The answer to both questions is the same. Rapidly rising expenditures on entitlement programs by all levels of government are squeezing out needed public investments. At the federal level, Social Security and Medicare are the primary causes of the squeeze. At the state and local levels, soaring public-employee pensions, Medicaid and welfare are the culprits. Even the military is seeing the squeeze from its own high retirement and health-care costs.

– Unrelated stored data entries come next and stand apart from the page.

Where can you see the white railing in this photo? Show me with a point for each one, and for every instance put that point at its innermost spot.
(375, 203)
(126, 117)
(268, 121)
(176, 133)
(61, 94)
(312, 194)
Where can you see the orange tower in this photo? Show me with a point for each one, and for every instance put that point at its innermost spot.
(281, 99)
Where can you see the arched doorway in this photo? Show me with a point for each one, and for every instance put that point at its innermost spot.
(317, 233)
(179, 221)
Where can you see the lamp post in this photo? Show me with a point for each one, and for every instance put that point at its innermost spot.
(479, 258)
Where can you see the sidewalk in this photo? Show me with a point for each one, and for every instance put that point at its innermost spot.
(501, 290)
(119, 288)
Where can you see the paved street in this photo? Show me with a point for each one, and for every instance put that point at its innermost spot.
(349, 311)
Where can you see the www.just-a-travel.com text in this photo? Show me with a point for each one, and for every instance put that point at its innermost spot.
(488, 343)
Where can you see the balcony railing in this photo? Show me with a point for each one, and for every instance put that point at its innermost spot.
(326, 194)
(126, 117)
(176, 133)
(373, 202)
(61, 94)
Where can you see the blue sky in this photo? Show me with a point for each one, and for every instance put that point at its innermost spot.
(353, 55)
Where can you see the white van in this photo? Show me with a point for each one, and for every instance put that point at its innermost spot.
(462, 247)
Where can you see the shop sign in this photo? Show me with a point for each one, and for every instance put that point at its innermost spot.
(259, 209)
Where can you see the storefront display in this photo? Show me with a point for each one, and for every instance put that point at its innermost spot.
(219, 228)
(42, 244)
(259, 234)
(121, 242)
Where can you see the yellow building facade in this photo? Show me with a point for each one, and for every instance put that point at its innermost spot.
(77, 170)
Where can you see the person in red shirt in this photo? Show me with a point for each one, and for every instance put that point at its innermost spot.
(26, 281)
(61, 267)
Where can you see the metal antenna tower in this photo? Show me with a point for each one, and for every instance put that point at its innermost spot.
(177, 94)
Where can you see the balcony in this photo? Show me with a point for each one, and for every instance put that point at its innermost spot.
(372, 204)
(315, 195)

According to the federal government’s national income statistics, since 2003 expenditures on major entitlement programs by all levels of government have risen 15% faster than revenues. At the same time, according to the Congressional Budget Office, public infrastructure spending adjusted for the price of materials used in construction has declined by 9%. Reductions have occurred at the state and local levels of government as well as at the federal level.

The squeeze is about to get a lot tighter. As the Federal Reserve transitions from near-zero interest rates to more normal rates, the burden of the government’s high debt will take a substantial bite out of the federal budget. Larger numbers of baby boomers collecting their federal, state and local retirement and health-care benefits will take an even larger bite.

Entitlement restraint, which is necessary to ensure the nation’s economic health, can also free up resources to rehabilitate public infrastructure. Shaving just 1% off the growth in entitlements would free up $100 billion annually after four years. We estimate that shaving 2% can free up enough money to double federal transportation spending.

Significant savings are not hard to get. Let’s start with Social Security. First, change the method of calculating initial benefits for future retirees from wage to price indexing, taking effect, say, for those now younger than 60 so that future retirees have time to adjust. No current retiree would be affected. Future retirees would still be guaranteed a Social Security benefit protected from inflation.

Second, continue the current policy of raising the age for full benefits to 67 and keep it going by indexing that age to changes in longevity. Also, give people an incentive to stay in the labor force longer by eliminating the payroll tax for those who have reached the age of full benefits. The modified Social Security program will be a better deal for younger people than worrying about the system being bankrupt by the time they reach retirement age.

These changes will help to ensure that Social Security continues to meet the primary goal that President Franklin Roosevelt set for the program 81 years ago; namely, that monthly benefit levels provide “some measure of protection to the average citizen and to his family against . . . poverty-ridden old age.” The changes will also go a long way toward ensuring that benefits can continue to be paid without substantially relying on general fund revenues, thereby meeting FDR’s stated objective that the program not become “the same old dole under another name.”

There are trends in the health-care system that, if encouraged sensibly, can result in a major improvement in Americans’ quality of life and the cost of health care. Our scientists, with a lot of help from National Institutes of Health funding, are teaching us more and more about how our bodies work so that more and more people can take better control of their own health. Gradually, lower-cost prevention can replace higher-cost treatment.

Health-savings accounts, which allow individuals to set aside money tax-free for out-of-pocket health-care expenses, can be expanded to encourage this development. They should be made more broadly available, allowing those who administer Medicare and Medicaid to provide adequate HSAs to their clients. The result can be universal coverage that puts consumers, rather than bureaucrats, at the center of the system.

Just as the federal government has politically difficult but conceptually easy work to do, so do the state governments. All too many of them have overpromised pensions and health care to retirees, and these entitlements need to be brought under control. The same basic ideas can be helpful here. While federal dollars are important, funding and control are even more important at the state level. We need a coordinated effort. The entitlement fix is not hard to conceive of, but it takes real political effort to do what is obvious.

The money can be there if we exercise common sense. As our bold boss, Ronald Reagan, once told us, “there are simple answers, they just are not easy ones.” So let’s put on our hard hats and get on with it.